Bo Pelini, well-versed in this type of coach-speak, has uttered words to that effect many times in the past.
Surely, he must feel the same way as the Huskers prepare for Northwestern's visit to Lincoln this weekend.
Since Nebraska has rebounded from their humiliating defeat against Wisconsin and turned some of their doubters into believers, never have such banal words seemed so apt.
While the Wildcats (alone in the cellar of the Legends Division with a 1-4 conference record) sit directly in Nebraska's path, there are a pair of signposts looming a bit further down the road, signifying more daunting journeys that the Huskers must take.
Those roadside markers obviously point towards "Happy Valley" and the "Big House," where Nebraska will face Penn State and Michigan in consecutive weeks.
Undoubtedly, that pair of games will help shape the overall Big Ten picture, especially with the Huskers currently locked in a three-way tie atop the Legends Division (the Wolverines, of course, being one of the other two teams) and the Nittany Lions unexpectedly perched atop the Leaders Division with a 5-0 conference record.
Now is not the time for a letdown.
As tempting as it might be for some to peer beyond the Wildcats, Nebraska cannot allow themselves to lose the momentum that began in the third quarter of the Ohio State game and was most recently reinforced by a solid 24-3 victory over the Spartans.
A loss this Saturday would negate the strides the Huskers have made since that meltdown in Madison and possibly allow the Spartans, who appear to have the easiest slate of remaining games, to sail to the Big Ten Championship.
The Wildcats, who suffered a 66-17 drubbing in the 2000 Alamo Bowl the last time these two teams met, would love to play the role of spoiler.
Besides, Northwestern's losing record this season belies some interesting statistics.
Even though Northwestern's defense is ranked 11th in the Big Ten, QB Dan Persa and the Big Ten's second-best passing offense can still rack up their fair share of yardage and points. The Wildcats rank third in the conference in total offense (one spot above the Huskers) and average a respectable 31.6 points per game.

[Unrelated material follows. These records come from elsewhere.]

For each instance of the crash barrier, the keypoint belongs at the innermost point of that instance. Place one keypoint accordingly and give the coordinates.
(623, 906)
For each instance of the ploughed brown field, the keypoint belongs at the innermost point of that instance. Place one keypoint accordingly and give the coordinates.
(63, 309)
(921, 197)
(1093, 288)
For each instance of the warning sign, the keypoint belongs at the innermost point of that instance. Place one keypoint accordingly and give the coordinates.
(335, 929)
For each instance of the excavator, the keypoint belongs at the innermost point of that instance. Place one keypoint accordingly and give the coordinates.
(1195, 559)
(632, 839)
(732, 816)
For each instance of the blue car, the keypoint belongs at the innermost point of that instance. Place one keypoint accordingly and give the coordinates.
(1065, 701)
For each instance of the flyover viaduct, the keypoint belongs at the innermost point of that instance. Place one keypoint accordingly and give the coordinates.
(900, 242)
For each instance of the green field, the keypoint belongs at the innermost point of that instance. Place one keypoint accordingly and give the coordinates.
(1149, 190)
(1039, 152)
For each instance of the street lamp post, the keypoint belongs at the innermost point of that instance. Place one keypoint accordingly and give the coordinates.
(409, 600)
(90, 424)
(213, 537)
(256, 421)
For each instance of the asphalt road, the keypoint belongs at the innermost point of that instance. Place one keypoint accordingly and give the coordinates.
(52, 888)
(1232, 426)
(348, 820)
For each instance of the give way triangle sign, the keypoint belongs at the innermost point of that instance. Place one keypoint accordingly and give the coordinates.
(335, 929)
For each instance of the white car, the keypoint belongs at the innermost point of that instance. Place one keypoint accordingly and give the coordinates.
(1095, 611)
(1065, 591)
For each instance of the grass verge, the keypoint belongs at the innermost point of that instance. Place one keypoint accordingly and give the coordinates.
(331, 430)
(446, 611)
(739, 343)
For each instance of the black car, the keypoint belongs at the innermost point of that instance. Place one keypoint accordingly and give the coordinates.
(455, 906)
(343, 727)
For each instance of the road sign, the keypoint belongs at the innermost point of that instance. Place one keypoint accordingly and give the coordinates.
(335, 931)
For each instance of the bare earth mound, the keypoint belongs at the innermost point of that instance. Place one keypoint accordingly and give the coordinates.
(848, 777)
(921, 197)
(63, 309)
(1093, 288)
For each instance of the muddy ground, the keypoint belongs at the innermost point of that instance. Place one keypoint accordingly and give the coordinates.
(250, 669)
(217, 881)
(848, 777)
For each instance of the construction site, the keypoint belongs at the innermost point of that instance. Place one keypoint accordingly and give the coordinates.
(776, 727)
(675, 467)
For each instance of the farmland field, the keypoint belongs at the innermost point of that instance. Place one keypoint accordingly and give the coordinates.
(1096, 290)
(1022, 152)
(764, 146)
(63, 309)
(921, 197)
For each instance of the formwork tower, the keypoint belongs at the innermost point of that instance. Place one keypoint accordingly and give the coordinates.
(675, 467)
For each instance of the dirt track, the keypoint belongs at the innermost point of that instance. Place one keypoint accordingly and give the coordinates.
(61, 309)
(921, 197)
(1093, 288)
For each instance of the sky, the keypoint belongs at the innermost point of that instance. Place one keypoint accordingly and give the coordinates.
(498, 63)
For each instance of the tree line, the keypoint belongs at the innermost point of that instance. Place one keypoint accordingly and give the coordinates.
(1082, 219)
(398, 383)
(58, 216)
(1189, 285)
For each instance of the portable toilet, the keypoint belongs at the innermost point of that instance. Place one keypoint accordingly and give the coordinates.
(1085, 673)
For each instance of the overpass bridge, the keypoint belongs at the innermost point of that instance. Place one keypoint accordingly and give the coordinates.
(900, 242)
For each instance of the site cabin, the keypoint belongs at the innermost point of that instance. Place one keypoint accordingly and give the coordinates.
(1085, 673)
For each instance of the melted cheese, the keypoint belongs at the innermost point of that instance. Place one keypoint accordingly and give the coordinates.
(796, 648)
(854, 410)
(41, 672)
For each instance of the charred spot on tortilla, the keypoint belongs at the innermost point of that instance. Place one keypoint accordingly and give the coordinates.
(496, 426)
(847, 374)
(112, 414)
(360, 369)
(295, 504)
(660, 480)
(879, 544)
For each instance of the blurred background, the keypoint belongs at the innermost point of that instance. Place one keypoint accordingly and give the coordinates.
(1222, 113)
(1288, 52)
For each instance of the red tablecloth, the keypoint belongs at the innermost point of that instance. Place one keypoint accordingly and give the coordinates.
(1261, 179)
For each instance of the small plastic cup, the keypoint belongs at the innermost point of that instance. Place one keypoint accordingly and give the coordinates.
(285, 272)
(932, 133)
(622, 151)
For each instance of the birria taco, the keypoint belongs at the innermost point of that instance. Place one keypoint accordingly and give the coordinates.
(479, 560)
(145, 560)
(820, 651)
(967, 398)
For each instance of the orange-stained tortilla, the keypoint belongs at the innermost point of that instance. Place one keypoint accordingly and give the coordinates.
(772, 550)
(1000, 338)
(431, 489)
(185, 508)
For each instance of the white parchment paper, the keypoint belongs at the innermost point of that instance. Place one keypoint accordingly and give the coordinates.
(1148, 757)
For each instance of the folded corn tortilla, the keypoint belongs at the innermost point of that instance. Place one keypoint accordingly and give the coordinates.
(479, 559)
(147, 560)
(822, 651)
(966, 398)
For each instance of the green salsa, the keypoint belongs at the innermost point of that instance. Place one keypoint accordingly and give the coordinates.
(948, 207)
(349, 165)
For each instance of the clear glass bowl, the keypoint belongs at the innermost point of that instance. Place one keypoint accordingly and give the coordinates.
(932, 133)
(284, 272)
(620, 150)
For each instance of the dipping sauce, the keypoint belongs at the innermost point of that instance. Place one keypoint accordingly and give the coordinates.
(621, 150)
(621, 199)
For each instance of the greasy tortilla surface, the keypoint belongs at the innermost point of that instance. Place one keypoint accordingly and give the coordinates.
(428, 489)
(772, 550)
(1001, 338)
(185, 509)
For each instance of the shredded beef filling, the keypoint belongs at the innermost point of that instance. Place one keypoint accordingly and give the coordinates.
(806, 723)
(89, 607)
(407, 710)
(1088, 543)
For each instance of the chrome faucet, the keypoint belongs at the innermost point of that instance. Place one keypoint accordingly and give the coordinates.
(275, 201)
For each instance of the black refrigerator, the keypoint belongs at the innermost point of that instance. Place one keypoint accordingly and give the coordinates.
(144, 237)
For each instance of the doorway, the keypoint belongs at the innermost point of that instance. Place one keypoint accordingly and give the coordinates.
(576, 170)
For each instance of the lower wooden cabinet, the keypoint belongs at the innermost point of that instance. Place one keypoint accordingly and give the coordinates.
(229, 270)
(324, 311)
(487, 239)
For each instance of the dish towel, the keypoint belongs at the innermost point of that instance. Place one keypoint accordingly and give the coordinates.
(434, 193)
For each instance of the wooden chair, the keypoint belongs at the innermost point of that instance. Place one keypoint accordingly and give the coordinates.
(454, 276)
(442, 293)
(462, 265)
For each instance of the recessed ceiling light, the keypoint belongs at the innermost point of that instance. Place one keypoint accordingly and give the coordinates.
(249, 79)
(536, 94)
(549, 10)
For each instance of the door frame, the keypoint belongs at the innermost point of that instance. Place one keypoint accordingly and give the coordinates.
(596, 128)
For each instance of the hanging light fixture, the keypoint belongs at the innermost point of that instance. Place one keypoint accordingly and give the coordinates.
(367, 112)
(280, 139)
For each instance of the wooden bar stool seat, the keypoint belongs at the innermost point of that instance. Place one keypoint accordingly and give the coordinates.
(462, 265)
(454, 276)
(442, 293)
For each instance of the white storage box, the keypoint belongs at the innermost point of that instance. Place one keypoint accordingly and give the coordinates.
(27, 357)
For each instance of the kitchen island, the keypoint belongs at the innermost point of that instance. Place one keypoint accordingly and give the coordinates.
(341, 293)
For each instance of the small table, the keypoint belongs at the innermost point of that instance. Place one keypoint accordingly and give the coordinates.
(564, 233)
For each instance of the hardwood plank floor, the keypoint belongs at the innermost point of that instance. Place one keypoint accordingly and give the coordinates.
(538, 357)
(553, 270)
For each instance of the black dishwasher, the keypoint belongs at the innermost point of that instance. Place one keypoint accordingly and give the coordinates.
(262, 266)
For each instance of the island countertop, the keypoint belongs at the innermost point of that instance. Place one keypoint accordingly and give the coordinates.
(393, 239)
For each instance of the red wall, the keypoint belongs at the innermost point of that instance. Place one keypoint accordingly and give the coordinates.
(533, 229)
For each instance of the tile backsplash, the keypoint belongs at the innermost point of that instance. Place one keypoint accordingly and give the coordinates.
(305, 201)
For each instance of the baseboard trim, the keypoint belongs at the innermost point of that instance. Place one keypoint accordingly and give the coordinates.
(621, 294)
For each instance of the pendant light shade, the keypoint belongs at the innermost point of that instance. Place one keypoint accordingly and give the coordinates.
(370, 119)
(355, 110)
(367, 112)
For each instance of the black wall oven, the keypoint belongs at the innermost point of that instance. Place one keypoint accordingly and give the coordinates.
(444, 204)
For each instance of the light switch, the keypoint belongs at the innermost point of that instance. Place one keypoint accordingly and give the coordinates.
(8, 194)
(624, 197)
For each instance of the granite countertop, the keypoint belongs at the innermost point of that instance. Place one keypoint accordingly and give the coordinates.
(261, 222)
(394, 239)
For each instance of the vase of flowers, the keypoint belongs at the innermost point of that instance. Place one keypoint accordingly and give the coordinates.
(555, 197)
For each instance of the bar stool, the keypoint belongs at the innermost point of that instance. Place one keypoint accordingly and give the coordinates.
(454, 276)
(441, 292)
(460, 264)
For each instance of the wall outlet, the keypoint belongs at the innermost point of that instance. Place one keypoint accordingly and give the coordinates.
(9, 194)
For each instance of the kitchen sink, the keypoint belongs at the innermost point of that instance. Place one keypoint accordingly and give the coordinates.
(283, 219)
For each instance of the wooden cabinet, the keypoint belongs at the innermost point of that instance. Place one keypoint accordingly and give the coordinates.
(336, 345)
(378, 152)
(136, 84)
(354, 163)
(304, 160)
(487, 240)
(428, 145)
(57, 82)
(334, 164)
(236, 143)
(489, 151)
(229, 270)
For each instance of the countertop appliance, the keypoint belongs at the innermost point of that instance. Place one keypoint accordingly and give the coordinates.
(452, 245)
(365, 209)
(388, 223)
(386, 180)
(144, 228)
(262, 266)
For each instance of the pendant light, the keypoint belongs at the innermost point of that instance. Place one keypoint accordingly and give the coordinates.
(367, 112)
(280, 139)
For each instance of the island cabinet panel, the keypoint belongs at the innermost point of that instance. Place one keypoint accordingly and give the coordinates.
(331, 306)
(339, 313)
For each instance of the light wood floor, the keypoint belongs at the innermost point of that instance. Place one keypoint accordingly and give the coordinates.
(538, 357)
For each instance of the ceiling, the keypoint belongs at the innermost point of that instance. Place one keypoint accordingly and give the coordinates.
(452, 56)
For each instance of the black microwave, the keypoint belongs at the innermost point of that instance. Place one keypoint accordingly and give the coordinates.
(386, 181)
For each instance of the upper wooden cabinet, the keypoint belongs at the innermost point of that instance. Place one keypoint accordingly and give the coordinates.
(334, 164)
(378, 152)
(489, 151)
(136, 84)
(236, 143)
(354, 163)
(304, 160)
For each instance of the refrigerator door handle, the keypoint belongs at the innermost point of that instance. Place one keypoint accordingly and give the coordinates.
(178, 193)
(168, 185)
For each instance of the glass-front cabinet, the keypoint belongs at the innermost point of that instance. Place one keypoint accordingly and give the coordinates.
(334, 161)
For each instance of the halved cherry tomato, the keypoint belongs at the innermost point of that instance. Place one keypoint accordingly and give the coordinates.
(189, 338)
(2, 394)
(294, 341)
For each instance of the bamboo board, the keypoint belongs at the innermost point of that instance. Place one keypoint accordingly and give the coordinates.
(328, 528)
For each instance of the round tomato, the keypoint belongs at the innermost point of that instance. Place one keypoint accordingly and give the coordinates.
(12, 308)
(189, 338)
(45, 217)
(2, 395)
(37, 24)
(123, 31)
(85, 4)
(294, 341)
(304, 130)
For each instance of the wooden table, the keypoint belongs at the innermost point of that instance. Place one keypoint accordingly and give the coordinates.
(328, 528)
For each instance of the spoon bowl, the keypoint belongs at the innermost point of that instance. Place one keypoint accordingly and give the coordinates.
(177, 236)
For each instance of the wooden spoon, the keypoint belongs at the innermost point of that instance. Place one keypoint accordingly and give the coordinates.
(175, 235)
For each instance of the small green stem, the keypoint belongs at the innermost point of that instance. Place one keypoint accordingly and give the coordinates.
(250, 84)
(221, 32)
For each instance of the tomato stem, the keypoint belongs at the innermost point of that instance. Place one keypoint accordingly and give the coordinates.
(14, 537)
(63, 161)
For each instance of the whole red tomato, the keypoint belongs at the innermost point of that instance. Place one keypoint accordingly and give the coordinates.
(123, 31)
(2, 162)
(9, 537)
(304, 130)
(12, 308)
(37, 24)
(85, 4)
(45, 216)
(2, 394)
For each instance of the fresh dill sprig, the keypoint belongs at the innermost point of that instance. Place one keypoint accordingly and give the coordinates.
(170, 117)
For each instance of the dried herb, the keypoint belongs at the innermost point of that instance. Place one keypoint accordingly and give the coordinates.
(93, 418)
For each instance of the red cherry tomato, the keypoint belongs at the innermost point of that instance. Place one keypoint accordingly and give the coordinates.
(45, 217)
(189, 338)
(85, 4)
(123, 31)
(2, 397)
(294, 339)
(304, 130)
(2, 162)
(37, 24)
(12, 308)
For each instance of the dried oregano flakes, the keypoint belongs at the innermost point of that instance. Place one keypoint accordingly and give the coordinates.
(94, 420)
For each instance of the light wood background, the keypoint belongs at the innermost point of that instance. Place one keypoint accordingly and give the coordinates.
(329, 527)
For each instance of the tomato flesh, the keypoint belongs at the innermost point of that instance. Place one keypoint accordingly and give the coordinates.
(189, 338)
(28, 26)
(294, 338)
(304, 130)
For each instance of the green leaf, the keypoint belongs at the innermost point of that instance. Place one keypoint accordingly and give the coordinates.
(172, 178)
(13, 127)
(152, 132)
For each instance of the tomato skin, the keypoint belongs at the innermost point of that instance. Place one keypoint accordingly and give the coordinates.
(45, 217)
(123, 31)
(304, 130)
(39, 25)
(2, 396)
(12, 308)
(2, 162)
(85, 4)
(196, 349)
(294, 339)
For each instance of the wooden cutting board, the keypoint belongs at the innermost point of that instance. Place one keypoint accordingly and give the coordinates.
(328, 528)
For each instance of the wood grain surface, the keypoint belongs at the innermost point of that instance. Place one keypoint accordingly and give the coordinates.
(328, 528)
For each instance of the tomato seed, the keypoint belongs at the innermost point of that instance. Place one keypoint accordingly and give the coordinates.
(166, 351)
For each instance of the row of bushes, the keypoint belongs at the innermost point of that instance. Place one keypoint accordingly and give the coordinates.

And while it could be a possibility (however remote) for Nebraska's defensive starters to be overconfident after finally earning their coveted Blackshirts, they must be mindful that the Wildcats will walk onto the field in Memorial Stadium with a renewed confidence, buoyed by last Saturday's 59-point offensive outburst on the road (even if it came against 1-8 Indiana).
Northwestern might not have the talent to stand toe-to-toe with Nebraska, but expect the Wildcats to give the Huskers their best shot, driven by a nothing-to-lose mentality.
Therefore, as Coach Pelini predictably reminds the media that every game is part of the "overall process," Nebraska must focus on the task at hand and not allow themselves to be distracted by the challenges that lie ahead, even if that is where the Huskers ultimate destiny will most likely be decided.
Nov. 12 (and everything thereafter) will come soon enough.